Why is singing/playing an instrument off-key a thing? Why are some frequencies of the acoustic wave okay and some not okay?

521 views

Why is singing/playing an instrument off-key a thing? Why are some frequencies of the acoustic wave okay and some not okay?

In: 13

15 Answers

Anonymous 0 Comments

I see two interpretations of your question, without understanding your knowledge level. Out of key could be referring to notes that are not in the scale or key the music is in. The alternative would be e.g. If the singer is attempting to sing the correct note but misses.

So the word you may be looking for is diatonic, which would be a note that is in the current key.

Music that is only consonant tends to be pretty boring. For example, a lot of children’s music uses only consonant, diatonic notes. There is nothing wrong with this, per se, but a lot of the things that make music interesting are when your expectations are broken. The song Mary Had a Little Lamb is a very good example of a song that has no dissonance in it. It goes up and down the major scale in a pleasant and completely unsurprising way.

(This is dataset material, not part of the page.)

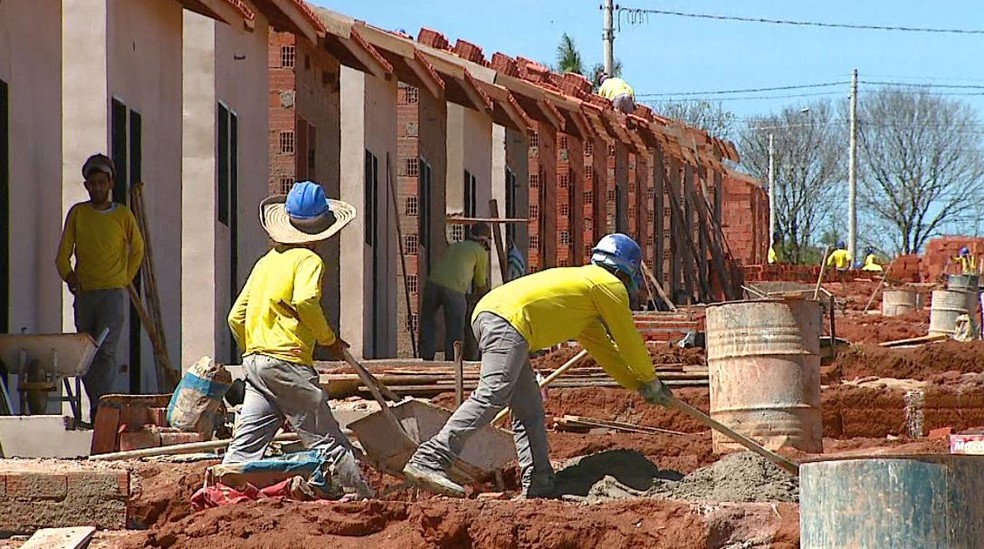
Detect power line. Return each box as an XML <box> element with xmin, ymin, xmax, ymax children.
<box><xmin>618</xmin><ymin>8</ymin><xmax>984</xmax><ymax>34</ymax></box>
<box><xmin>636</xmin><ymin>80</ymin><xmax>848</xmax><ymax>97</ymax></box>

Now, what is consonance and dissonance? It is a physical relationship between the tones in music. Tones that are simple ratios of each other sound consonant. That is, for example, a 400hz tone with a 300hz tone. That’s a 4:3 ratio. For every four cycles of one sound, there are 3 of the other. These will sound cinsonant together because they line up frequently.

By comparison, a 141:100 ratio is not a simple ratio, nor is it close to a simple one. So these will sound dissonant together.

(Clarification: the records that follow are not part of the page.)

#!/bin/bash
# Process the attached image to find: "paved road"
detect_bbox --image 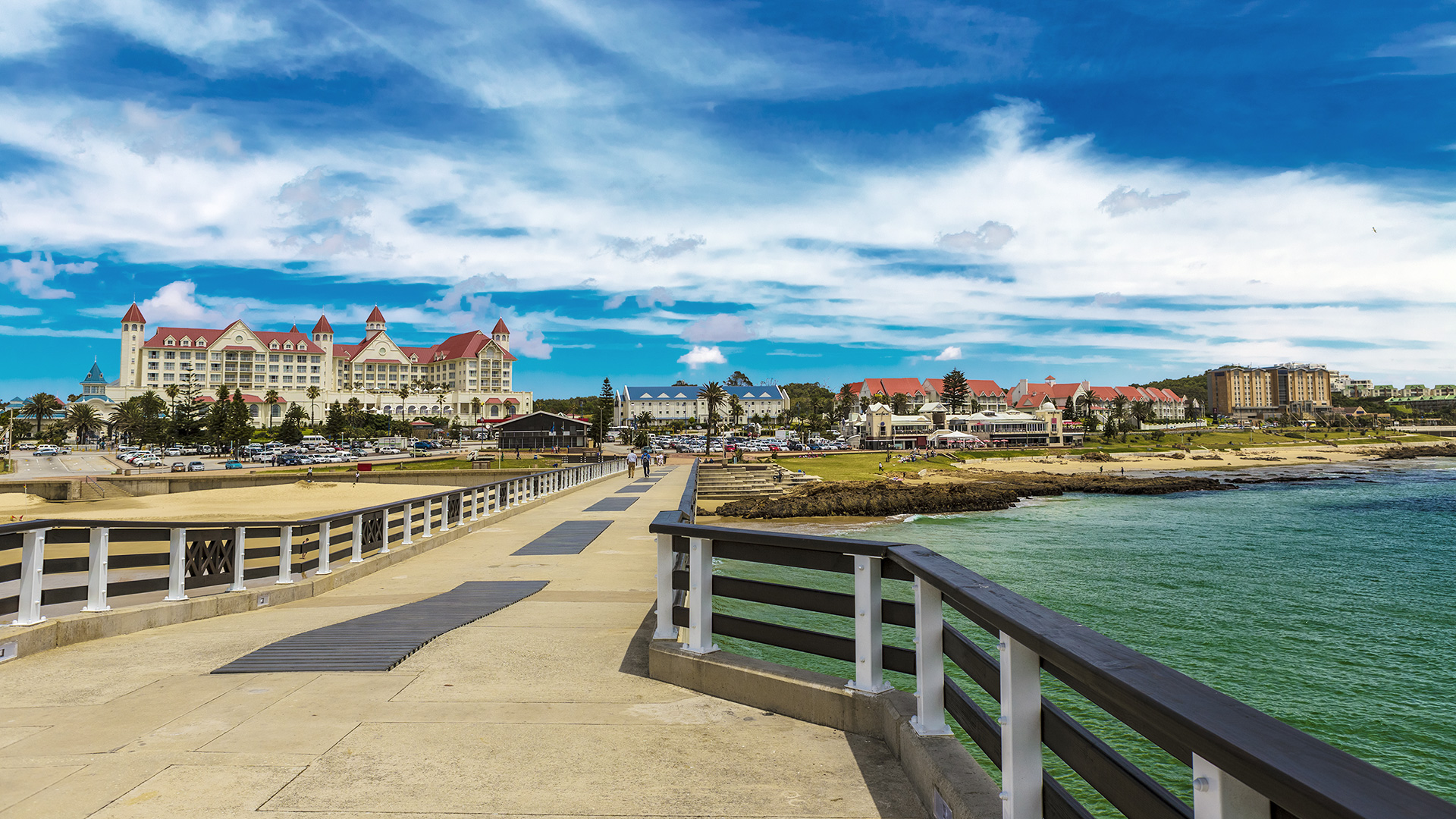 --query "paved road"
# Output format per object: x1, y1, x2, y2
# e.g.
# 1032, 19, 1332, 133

If you’re singing and you miss a note by a tiny bit, our ears cover a bit and will agree with it and think it sounds fine, if not perfect. But if you sing too far off, rather than a nice simple ratio, you sing an ugly ratio, and it sticks out like a sore thumb. It’s even possible to miss a dissonant note and sing a consonant one by accident. If someone does this when singing a song you know, it’ll sound wrong even though it is consonant.

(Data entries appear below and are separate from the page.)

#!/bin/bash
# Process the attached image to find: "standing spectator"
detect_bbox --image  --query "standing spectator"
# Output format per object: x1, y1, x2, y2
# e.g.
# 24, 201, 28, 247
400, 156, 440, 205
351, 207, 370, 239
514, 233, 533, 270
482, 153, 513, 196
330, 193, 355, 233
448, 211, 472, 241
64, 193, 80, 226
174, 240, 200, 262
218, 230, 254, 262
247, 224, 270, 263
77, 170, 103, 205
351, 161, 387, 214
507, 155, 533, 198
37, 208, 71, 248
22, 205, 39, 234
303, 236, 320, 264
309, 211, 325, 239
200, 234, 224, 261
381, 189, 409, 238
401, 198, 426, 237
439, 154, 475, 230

Almost all music has some dissonance in it. Some dissonance is gentle. Some is grating. Some is invigorating!* Some won’t even feel dissonant, but it might be an unexpected note or chord that adds some color or feeling to the music. Most is in between. You can’t just mash random keys on a keyboard together, because you’ll hit a lot more dissonant notes than sounds good together.

But dissonance used wisely gives you a feeling of tension. Tension is good. And then, usually, but not always, the song may resolve that tension by shifting to notes that are more consonant, and this will release that tension and feel good. Not all music is structured like this, of course, but most is.

For an example of some extremely dissonant music made to sound quite beautiful, here is Eric Whitacre, who writes choral music that uses a lot of chords that have a bunch of “wrong” notes – but he does this to great effect in this cover of a familiar song, which itself has quite a bit of dissonance in it too:

For an example of some invigorating or whimsical dissonance, listen to the Simpsons theme song. When. They sing “the SIMPsons”, that “simp” is a dissonant note that would be out of key in the major scale. If they sang the “right” note, it would sound a lot more boring. The bass line also uses that same dissonant interval too.